Mailing buildings through the U.S. Postal Service was effectively banned in 1916 after a Utah businessman mailed 37.5 tons of bricks to construct the Bank of Vernal, exploiting parcel post rates that were cheaper than freight shipping.
The Bank That Was Literally Mailed Brick by Brick
In 1916, the remote town of Vernal, Utah had a problem. They wanted a proper, fireproof bank building made of pressed brick—but the nearest brick supplier was in Salt Lake City, and there was no railroad to Vernal.
Freight wagons would charge four times the cost of the bricks themselves. The dream of a modern bank seemed dead.
Then entrepreneur W.H. Coltharp had a brilliantly devious idea.
The Parcel Post Loophole
Congress had just created a new parcel post service in 1913, allowing Americans to mail packages up to 50 pounds for reasonable rates. Coltharp discovered that Vernal sat within the second postal zone from Salt Lake City—making shipping costs less than half what the freight companies demanded.
His solution? Mail the entire bank.
Well, the exterior bricks anyway. Each brick was individually wrapped in paper, then packed ten to a crate to stay under the 50-pound limit. Over the following months, 1,500 crates containing roughly 15,000 bricks began their 427-mile journey to Vernal.
"Some S.O.B. Is Trying to Ship a Whole Building"
The bricks traveled by railroad to Colorado, transferred to narrow-gauge rail, then loaded onto freight wagons for the final 65 miles to Vernal. The town's postmaster watched in horror as two tons of mail arrived daily.
Bricks piled up outside the post office. Bricks surrounded the building. Bricks everywhere. The overwhelmed postmaster sent a now-legendary telegram to Washington, reportedly complaining that someone was "trying to ship a whole building through the U.S. mail"—though the actual wording was considerably more colorful.
The Postal Service Fights Back
Postal authorities were not amused. They quickly issued a new regulation:
- No more than 200 pounds per day from one sender to one recipient
- Any shipment exceeding this would be considered "large or unusual"
- As Postmaster General Albert Burleson put it: "It is not the intent of the United States Postal Service that buildings be shipped through the mail"

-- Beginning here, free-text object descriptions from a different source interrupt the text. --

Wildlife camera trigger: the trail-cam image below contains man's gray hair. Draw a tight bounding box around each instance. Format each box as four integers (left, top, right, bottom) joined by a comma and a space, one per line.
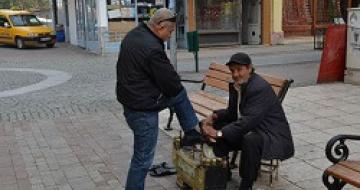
148, 8, 176, 26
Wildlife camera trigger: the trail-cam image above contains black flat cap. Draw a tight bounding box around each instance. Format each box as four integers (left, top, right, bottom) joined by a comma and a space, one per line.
226, 52, 252, 66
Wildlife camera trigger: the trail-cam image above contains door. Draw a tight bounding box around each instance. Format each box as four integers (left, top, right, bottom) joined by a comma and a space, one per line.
75, 0, 86, 48
75, 0, 99, 52
0, 16, 12, 44
84, 0, 99, 52
243, 0, 261, 45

But Coltharp wasn't finished. When the new rules threatened to slow his project, he recruited local farmers, ranchers, and townspeople to serve as recipients for the bricks. The Post Office couldn't stop mail addressed to different people.
Victory by Loophole
By the time the regulations took full effect in November 1916, every single brick had already arrived. The Bank of Vernal opened in February 1917, its gleaming pressed-brick exterior a monument to creative problem-solving.
The building still stands today at 3 West Main Street in Vernal. A bronze plaque installed in 1958 commemorates its unusual origin, officially dubbing it the "Parcel Post Bank."
The total cost of mailing 37.5 tons of bricks? About half what freight would have charged—though the postal workers who processed it all might argue the true price was much higher.